Musings on Data, Data Management and SQL Server: 2015

Friday, 23 October 2015

Always check the basics - backups

Are your databases being backed up? Can you restore from them? Are you sure?

SQL Server has a built in way to check when the database was last backed up. You can access this data in a couple of ways:

Via T-SQL - query the sys.databases table. You can identify the last time the database had a full, differential or transaction log backup

You can also use a Policy Based Management policy to do this - I use this to at least ensure that each database has a full or differential backup from within the last day, and as a prompt to act if it doesn't.

You can of course use a number of means to back up, but the only way of testing the backup properly is to try restoring it.
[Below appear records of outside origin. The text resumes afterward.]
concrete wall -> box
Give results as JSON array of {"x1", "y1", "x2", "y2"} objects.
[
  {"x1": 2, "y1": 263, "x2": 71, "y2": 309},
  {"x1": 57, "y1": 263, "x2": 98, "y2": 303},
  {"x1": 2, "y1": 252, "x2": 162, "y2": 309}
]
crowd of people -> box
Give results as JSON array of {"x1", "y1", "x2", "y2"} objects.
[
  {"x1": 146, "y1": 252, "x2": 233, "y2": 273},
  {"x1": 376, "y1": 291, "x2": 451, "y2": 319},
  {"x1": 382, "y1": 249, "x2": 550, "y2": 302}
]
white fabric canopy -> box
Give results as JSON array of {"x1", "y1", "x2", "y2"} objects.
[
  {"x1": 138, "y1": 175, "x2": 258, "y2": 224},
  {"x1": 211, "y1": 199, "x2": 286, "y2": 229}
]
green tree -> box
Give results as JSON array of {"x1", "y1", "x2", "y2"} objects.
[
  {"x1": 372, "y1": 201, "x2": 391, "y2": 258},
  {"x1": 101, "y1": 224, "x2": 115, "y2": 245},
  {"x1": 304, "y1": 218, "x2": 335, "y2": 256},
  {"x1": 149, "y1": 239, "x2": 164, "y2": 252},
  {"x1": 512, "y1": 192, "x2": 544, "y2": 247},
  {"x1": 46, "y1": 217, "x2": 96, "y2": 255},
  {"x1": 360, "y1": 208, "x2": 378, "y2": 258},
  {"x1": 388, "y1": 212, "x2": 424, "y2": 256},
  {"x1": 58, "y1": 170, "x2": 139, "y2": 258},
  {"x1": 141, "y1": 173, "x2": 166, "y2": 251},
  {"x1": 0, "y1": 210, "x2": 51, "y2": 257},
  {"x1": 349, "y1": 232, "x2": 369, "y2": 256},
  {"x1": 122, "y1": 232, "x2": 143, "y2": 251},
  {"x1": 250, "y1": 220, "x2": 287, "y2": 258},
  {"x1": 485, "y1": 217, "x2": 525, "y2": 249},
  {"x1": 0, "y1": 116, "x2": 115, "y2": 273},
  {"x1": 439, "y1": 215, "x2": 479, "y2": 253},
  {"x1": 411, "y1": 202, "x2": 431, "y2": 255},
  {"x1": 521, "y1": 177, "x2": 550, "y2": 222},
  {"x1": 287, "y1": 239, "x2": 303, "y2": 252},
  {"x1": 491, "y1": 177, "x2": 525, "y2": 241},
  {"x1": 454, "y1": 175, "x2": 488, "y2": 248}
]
By running a restore you check the backup, and of course the backup chain in the case of transaction log backups.

It's only by testing the restore that you can be sure that the backup is any use - and that your data is safe. So the follow on process is to ensure that you run consistency checks (DBCC CHECKDB in SQL Server) on the restored version.

Now we know:

The database was backed up
It can be restored to when the backup was taken
The restored database is not corrupt
By implication, the original database wasn't corrupt when the backup was taken

This means it is a backup that you, and your business can rely on.

The next step is to work with your backup software to automate this process, so you can be sure that the backup meets this criteria each time it runs.

Tuesday, 8 September 2015

Strategies for managing an enterprise - Policy Based Management (T-SQL Tuesday)
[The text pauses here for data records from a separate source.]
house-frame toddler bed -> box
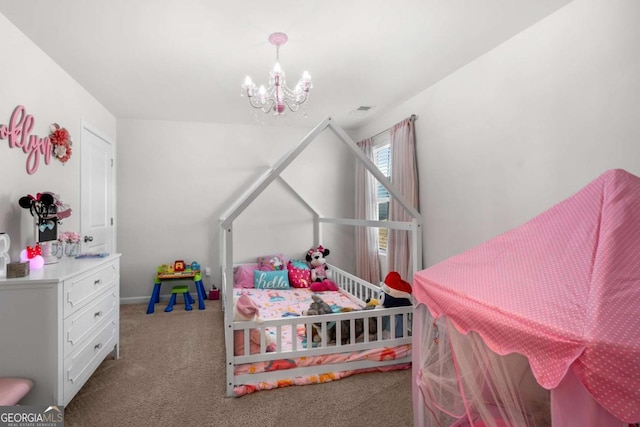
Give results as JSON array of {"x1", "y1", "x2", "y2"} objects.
[{"x1": 220, "y1": 117, "x2": 422, "y2": 396}]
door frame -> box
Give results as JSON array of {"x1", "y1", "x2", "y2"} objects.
[{"x1": 79, "y1": 119, "x2": 118, "y2": 253}]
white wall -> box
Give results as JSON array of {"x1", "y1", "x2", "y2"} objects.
[
  {"x1": 358, "y1": 0, "x2": 640, "y2": 267},
  {"x1": 118, "y1": 120, "x2": 353, "y2": 302},
  {"x1": 0, "y1": 14, "x2": 116, "y2": 261}
]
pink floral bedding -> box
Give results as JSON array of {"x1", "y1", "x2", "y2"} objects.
[{"x1": 234, "y1": 288, "x2": 411, "y2": 396}]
You may be aware of T-SQL Tuesday; it's a concept conceived by Adam Machanic ( b | t ) some years ago, to encourage a number of posts on a different specific topic on a monthly basis. This month's topic, as hosted by Jen,McCown, is Strategies for managing an enterprise.

A Strategy is a plan of action designed to achieve a long term goal or aim, so I thought I'd write about how I'd planned and achieved a solution to the problem of assuring myself and the business that our SQL servers met the policies and best practices we aspired to achieve.

I had recently been faced with the need to gain confidence in the state of a set of SQL Servers whose management hitherto has at best been a part time activity, and not owned by any one person or group. This had meant that, understandably, consistency and best practice have suffered, to the extent that a base level of audit and assurance is required. There's a few ways to achieve this, and I needed to come up with a strategy that would hit several goals.

Easy to implement

Technically advanced technologies are great, but sometimes you just need basic checks and the ability to build on the basis they provide. In our case, we needed to use the existing skills base to achieve our goal.

Automated

I didn't have the luxury of assuming there will be a full time DBA in the organisation in the future, and in any case we are always pushed to do more with less resource, so it is likely that any solution that involves manual steps will not be carried out regularly. We therefore needed an automated solution.

Visible

For any audit tool to be effective, particularly a tactical one, we needed to be able to provide a level of reporting, to allow the business to perceive the health of the assets, and have confidence that issues are addressed.

Comprehensive

There's no point in having a solution that doesn't cover all the bases. We needed one that will allow us to expand on the 'out of the box' functions to do custom metrics.

Cost effective

There are a lot of valuable solutions out there that really do provide great monitoring for large server estates, allowing real-time automated resolution of issues, and confirmation of policy adherence. Our needs were more modest however, and it should be noted that the goal was to achieve the monitoring without spending out on licences; this is something we can aspire to once the base level of audit is in place.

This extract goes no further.